Vê-se que pelo princípio da consunção, também conhecido como princípio da absorção, ainda que praticadas duas ou mais condutas subsumíveis a tipos legais diversos, pune-se apenas uma conduta, restando as demais absorvidas, quando estas constituam meramente partes de um fim único.
Quais crimes se aplica o princípio da consunção?
O princípio da consunção é aplicado a inúmeros crimes. Porém, talvez o mais famoso e discutido seja o crime de estelionato e o documento falso.
Discute-se acerca do enquadramento típico da conduta do sujeito que falsifica um documento (público ou particular) e, posteriormente, dele se vale para enganar alguém, obtendo vantagem ilícita em prejuízo alheio.
Nesse caso, em tese, há dois crimes: estelionato e falsidade documental (CP, art. 171, caput, e art. 297 – documento público, ou art. 298 – documento particular).
Diante disso, qual seria a responsabilidade penal do agente?
Estelionato e falsidade documental
Ciente da existência de inúmeras correntes e posicionamentos, hoje a posição que sobressai é aquela adotada pela súmula 17, do Superior Tribunal de Justiça.
Quando o falso se exaure no estelionato, sem mais potencialidade lesiva, é por este absorvido”.
O crime-fim (estelionato) absorve o crime-meio (falsidade documental), desde que este se esgote naquele, isto é, desde que a fé pública, o patrimônio ou outro bem jurídico qualquer não possam mais ser atacados pelo documento falsificado e utilizado por alguém como meio fraudulento para obtenção de vantagem ilícita em prejuízo alheio.
A grande crítica a essa súmula vem pelo fato de a pena do documento público falso ser maior do que aquela atribuída ao estelionato.
Diante disso, o questionamento fica com relação à absorção de um crime mais grave por um menos grave, o que contraria o próprio princípio em si.
Nesse sentido, em já antigo julgamento, o Superior Tribunal de Justiça aplicou a referida súmula, conforme se observa abaixo.
Percebe-se, portanto, que até hoje o Superior Tribunal de Justiça aplica a referida súmula, apesar das críticas realizadas pela doutrina.
Homicídio e porte ilegal de arma de fogo.
Outra situação de aplicação do princípio da consunção envolve os crimes de homicídio e porte ilegal de arma de fogo. Nesse caso, o crime de homicídio encontra-se descrito no famoso artigo 121, do Código Penal.
Por sua vez, o porte legal de arma de fogo, encontra-se descrito no artigo 14, da Lei 10.826/2003.
Importante deixar registrada a possibilidade de alteração típica, seja pela aplicação do homicídio qualificado, nas hipóteses do artigo 121, §2º, do CP, seja pela aplicação do artigo 16, da Lei 10.826/2003, quando a arma de fogo for de uso restrito ou proibido.

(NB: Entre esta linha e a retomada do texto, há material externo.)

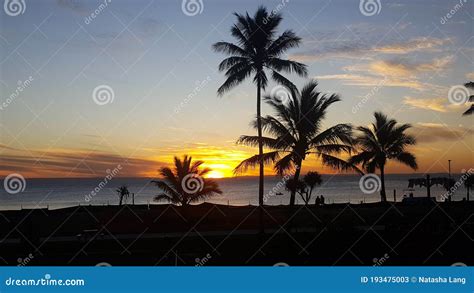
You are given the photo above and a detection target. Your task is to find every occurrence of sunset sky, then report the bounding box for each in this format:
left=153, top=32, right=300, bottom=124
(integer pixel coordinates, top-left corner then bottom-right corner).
left=0, top=0, right=474, bottom=177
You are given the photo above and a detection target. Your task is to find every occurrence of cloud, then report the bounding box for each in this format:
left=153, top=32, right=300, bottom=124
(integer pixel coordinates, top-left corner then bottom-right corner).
left=290, top=34, right=450, bottom=62
left=403, top=97, right=448, bottom=113
left=368, top=56, right=454, bottom=77
left=315, top=56, right=454, bottom=91
left=0, top=150, right=164, bottom=177
left=411, top=123, right=474, bottom=143
left=402, top=96, right=464, bottom=113
left=372, top=37, right=449, bottom=54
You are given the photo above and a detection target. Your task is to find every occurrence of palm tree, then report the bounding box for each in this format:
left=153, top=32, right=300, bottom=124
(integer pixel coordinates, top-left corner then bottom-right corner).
left=463, top=81, right=474, bottom=115
left=303, top=171, right=323, bottom=204
left=213, top=7, right=307, bottom=206
left=349, top=112, right=418, bottom=202
left=285, top=171, right=322, bottom=205
left=464, top=171, right=474, bottom=201
left=152, top=155, right=222, bottom=206
left=235, top=81, right=360, bottom=206
left=115, top=185, right=130, bottom=206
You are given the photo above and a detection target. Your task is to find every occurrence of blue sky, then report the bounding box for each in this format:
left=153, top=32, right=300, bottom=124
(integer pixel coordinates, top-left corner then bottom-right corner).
left=0, top=0, right=474, bottom=177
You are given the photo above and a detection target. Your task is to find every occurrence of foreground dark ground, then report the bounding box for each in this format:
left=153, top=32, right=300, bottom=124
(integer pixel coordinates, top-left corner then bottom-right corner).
left=0, top=202, right=474, bottom=266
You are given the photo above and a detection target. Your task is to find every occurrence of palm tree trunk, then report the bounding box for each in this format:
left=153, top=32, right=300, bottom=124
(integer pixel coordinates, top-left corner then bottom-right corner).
left=380, top=165, right=387, bottom=202
left=257, top=79, right=264, bottom=206
left=290, top=160, right=301, bottom=206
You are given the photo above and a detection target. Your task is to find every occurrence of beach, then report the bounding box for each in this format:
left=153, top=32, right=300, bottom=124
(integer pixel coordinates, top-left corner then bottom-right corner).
left=0, top=202, right=474, bottom=266
left=0, top=174, right=472, bottom=210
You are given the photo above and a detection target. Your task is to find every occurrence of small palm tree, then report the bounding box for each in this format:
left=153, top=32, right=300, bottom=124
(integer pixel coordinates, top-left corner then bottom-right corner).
left=115, top=185, right=130, bottom=206
left=235, top=81, right=360, bottom=206
left=213, top=7, right=307, bottom=206
left=463, top=81, right=474, bottom=115
left=152, top=155, right=222, bottom=206
left=349, top=112, right=418, bottom=202
left=285, top=171, right=323, bottom=205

Com efeito, nessa situação a jurisprudência entende pela possibilidade de aplicação do princípio da consunção, desde que tal discussão seja levada ao Tribunal de Júri e os jurados assim entendam.
Além disso, é necessário que as condutas tenham sido praticadas em um mesmo contexto fático, guardando entre si uma relação de dependência ou de subordinação. Assim, o porte da arma de fogo deve ter como fim exclusivo a prática do crime de homicídio para ser absorvido como fato anterior impunível.
Ausente essa vinculação com o crime fim, não há falar em consunção, havendo, pois, crime autônomo de porte ou posse de arma de fogo.
Nesse sentido:
Diante disso, resta clara a possibilidade de aplicação do princípio da consunção nos crimes de homicídio e porte ilegal de arma de fogo, desde que clara a relação de dependência ou de subordinação entre as condutas. Assim, o porte de arma de fogo deve ser destinado, de modo claro e objetivo para a prática do crime de homicídio.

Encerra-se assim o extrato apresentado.